In order to simplify an old 30-year-old rule that required lenders to deliver two different disclosures to borrowers within three business days after receiving a loan application, and another two disclosures at the closing stage; in 2013, the CFPB introduced new mortgage disclosure forms under the Dodd-Frank Wall Street Reform and Consumer Protection Act, where otherwise the disclosures had contained duplicate and sometimes confusing information.
According to the CFPB, this new process is intended to help consumers understand their best options, and assist them in deciding the best deal for them to avoid costly surprises at the closing table.

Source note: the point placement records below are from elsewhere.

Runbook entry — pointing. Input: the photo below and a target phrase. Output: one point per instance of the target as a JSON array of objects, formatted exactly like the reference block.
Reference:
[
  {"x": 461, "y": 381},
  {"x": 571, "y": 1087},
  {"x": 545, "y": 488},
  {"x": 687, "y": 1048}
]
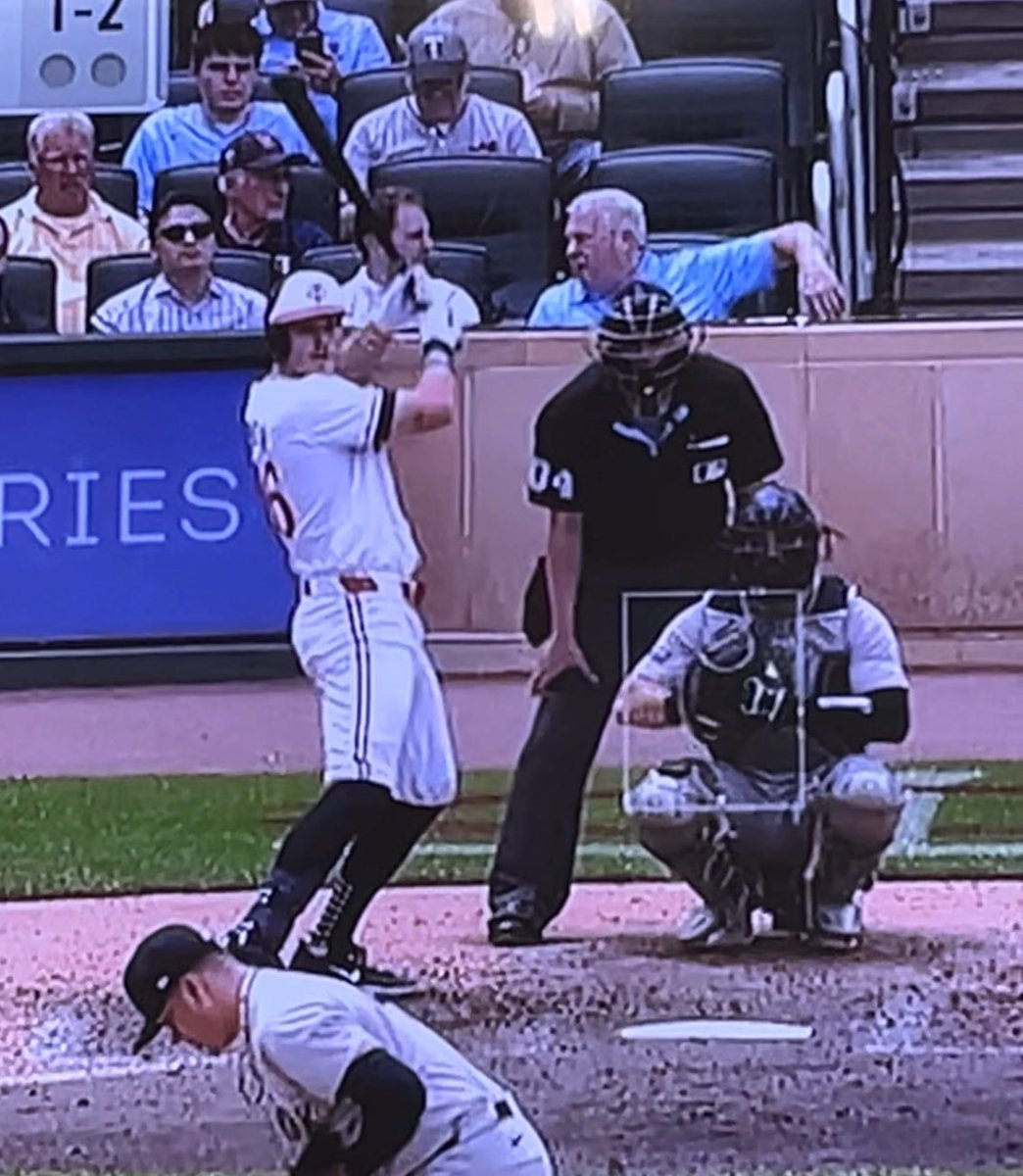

According to the CFPB, under the new mortgage rules, creditors will need to provide a revised Loan Estimate within three business days after a borrower locks in a floating interest rate. The old rule required lenders to provide the revised Loan Estimate on the date the rate is locked. Allowing three business days for the new Loan Estimate will give creditors enough time to provide new disclosures without having to reduce flexibility that consumers may have today in locking their rates.
The second change is a minor addition on the Loan Estimate form for mortgages that involve new home construction. These construction loans often take longer to settle than other loans, and the estimated charges can change. Today’s change creates a space on the Loan Estimate form where creditors could include language informing consumers that they may receive a revised Loan Estimate for a construction loan that is expected to take more than 60 days to settle.
The CFPB Director Richard Cordray had said, “The new ‘Know Before You Owe’ mortgage forms improve consumer understanding, aid comparison shopping, and help prevent closing table surprises for consumers. Today’s minor changes will make it easier for creditors to comply with the disclosure rules while maintaining these important new consumer protections.”
The rule will go into effect on August 1, 2015.